The federal lawsuit filed by a former Paterson fire department dispatcher Robert Connizzo alleging co-workers tormented, assaulted, and retaliated against him for reporting a conversation he heard over the dispatch system where two employees discussed illegal drug use and a violation of the city’s sick leave policy was settled for $80,000 by the city council on Tuesday evening.
The incident that resulted in the lawsuit happened on November 8th, 2011. Connizzo was listening to dispatch calls from the previous day at the behest of his supervisor fire battalion chief Thomas Behnke when he came upon a call in the dispatch system between Leticia Howe and firefighter Kippy Smith.
“Howe and Smith could be heard planning illegal activity, including the use of narcotics, and also planning a deliberate” violation of the city’s sick leave police, alleges the lawsuit filed on August 13th, 2013.
Connizzo, feeling obligated to inform a higher up what he had heard, informed Ryan Murray, battalion fire chief. Murray instructed him to go home and that he will be “in touch” about the call.
Murray subsequently had Conizzo write reports about what he had heard. After the reports were submitted to Murray, Connizzo was subjected to bullying at the department. He was called a “f*cking rat,” a “piece of sh*t,” “garbage,” a “faggot, and even threated with, “snitches get stitches.”
Howe, fire alarm operator Keisha Wesley, and a number of city firefighters allegedly were involved in the verbal abuse, according to the lawsuit. The lawsuit states the abuse took place in front of Murray who did nothing to stop it.

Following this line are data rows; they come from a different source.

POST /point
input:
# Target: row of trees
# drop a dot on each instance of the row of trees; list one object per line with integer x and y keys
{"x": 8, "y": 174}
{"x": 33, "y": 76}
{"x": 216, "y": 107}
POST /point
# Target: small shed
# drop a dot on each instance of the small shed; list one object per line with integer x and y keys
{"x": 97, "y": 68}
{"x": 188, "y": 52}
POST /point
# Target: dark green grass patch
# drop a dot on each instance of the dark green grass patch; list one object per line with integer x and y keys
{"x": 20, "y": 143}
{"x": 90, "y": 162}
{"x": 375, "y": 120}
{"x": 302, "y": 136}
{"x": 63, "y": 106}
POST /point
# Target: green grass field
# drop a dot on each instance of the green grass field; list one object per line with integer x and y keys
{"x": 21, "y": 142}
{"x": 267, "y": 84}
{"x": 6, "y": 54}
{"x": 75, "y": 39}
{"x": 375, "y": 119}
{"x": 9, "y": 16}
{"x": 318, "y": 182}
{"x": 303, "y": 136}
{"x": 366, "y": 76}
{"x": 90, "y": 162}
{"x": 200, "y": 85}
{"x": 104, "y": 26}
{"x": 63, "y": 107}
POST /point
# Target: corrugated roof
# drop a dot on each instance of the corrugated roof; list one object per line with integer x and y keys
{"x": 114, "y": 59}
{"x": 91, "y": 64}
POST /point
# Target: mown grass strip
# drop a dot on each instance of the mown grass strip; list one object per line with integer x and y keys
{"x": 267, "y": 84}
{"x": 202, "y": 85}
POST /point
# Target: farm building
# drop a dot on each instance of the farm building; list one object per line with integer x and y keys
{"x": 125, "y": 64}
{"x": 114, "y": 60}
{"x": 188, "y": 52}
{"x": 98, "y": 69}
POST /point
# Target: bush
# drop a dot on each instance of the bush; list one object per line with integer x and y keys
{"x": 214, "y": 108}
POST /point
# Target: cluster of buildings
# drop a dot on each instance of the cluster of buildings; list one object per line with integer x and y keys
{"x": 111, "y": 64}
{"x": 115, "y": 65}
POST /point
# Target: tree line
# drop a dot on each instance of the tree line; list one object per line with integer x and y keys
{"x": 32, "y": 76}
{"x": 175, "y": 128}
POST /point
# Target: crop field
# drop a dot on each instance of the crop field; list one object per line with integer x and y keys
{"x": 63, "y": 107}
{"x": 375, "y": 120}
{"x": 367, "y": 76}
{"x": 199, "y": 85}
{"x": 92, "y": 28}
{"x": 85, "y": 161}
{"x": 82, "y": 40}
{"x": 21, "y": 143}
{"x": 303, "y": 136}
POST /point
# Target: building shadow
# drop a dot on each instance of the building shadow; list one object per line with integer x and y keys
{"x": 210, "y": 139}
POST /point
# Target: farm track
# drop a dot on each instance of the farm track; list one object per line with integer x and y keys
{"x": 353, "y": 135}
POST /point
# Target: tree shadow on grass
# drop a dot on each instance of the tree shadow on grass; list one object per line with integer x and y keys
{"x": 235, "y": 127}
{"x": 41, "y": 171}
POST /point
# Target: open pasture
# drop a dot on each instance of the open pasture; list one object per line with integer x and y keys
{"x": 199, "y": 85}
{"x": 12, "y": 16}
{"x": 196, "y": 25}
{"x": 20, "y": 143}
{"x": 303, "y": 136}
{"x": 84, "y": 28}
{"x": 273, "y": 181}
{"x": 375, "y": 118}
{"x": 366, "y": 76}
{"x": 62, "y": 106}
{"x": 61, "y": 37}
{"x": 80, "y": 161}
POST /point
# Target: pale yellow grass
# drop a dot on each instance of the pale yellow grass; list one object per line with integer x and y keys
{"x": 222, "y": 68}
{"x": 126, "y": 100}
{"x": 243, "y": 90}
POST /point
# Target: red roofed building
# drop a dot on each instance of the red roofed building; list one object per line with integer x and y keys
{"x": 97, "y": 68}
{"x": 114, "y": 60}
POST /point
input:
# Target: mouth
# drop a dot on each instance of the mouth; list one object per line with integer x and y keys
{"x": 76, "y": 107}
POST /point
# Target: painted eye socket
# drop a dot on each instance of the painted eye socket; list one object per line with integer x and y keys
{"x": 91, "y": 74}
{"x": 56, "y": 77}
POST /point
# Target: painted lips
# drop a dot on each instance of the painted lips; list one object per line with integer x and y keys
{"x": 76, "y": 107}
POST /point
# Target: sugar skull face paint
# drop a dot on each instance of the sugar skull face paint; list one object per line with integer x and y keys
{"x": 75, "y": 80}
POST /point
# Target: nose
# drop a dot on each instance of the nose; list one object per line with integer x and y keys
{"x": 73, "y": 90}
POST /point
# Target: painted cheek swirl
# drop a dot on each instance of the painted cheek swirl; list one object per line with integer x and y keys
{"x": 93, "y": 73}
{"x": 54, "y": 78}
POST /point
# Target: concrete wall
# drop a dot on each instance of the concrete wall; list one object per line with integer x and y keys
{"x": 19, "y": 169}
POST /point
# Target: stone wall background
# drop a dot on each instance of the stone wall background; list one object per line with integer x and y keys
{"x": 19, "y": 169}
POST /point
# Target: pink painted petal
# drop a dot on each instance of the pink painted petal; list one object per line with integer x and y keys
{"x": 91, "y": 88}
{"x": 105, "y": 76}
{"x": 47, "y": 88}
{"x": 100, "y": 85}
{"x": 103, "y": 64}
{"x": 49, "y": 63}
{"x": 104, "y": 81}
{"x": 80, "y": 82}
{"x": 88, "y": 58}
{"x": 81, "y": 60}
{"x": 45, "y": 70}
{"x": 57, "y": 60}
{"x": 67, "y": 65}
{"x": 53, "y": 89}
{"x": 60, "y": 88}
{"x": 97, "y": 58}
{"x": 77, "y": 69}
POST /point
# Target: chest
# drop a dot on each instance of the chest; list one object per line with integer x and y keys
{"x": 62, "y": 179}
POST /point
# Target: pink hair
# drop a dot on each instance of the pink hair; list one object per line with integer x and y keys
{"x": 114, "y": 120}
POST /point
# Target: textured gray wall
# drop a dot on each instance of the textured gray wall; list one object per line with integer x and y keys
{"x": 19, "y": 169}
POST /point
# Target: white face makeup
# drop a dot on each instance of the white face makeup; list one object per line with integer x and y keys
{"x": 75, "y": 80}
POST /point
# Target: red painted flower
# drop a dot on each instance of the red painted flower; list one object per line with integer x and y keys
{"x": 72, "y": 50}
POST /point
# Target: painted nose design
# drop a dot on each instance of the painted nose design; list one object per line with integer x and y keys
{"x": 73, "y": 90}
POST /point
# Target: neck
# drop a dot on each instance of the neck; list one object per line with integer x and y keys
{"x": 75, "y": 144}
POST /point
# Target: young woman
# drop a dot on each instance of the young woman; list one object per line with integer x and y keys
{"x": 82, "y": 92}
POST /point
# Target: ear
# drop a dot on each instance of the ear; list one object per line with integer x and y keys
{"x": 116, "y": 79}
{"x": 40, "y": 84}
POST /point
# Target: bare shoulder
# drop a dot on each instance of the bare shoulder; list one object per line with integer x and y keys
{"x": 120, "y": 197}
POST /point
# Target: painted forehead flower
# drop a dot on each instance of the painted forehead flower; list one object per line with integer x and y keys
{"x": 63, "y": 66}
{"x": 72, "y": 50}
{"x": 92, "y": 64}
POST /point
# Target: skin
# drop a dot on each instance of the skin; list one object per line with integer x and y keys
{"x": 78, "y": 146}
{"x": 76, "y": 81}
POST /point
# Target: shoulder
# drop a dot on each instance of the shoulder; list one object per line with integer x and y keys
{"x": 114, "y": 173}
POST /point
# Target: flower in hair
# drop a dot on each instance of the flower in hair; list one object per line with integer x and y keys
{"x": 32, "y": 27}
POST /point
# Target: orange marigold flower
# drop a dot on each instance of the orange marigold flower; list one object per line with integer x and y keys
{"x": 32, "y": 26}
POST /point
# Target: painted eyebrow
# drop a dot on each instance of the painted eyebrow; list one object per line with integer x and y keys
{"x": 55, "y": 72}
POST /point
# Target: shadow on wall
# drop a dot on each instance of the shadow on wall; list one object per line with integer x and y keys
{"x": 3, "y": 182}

Connizzo complained to higher ups including Murray and Behnke, both indicated they would address the matter, but never did, according to the lawsuit. He unsuccessfully attempted to transfer from the shift where Howe and Wesley worked in December 2011. The verbal abuse continued into mid-December, according to Connizzo’s lawsuit, which resulted in him calling a meeting with deputy fire chief Michael Fleming.
Flemings allegedly informed Connizzo that “nothing would come of it” and that fire chief Michael Postorno was allegedly “pissed” of at him for reporting the “illegal and violative activity and for writing the report” that Murray had ordered him to write.
The retaliatory behavior continued during the subsequent months. On January 20th, 2012, Connizzo was informed by Murray that he would be transferred to a different shift. He was further told not to come to work until the afternoon of January 22nd, 2012.
On January 21st, 2012 at about 12:15 a.m. Connizzo’s home was visited by two Little Falls police officer, who received a call from members of the Paterson fire department stating he was suicidal and was a danger to himself and other, according to the lawsuit.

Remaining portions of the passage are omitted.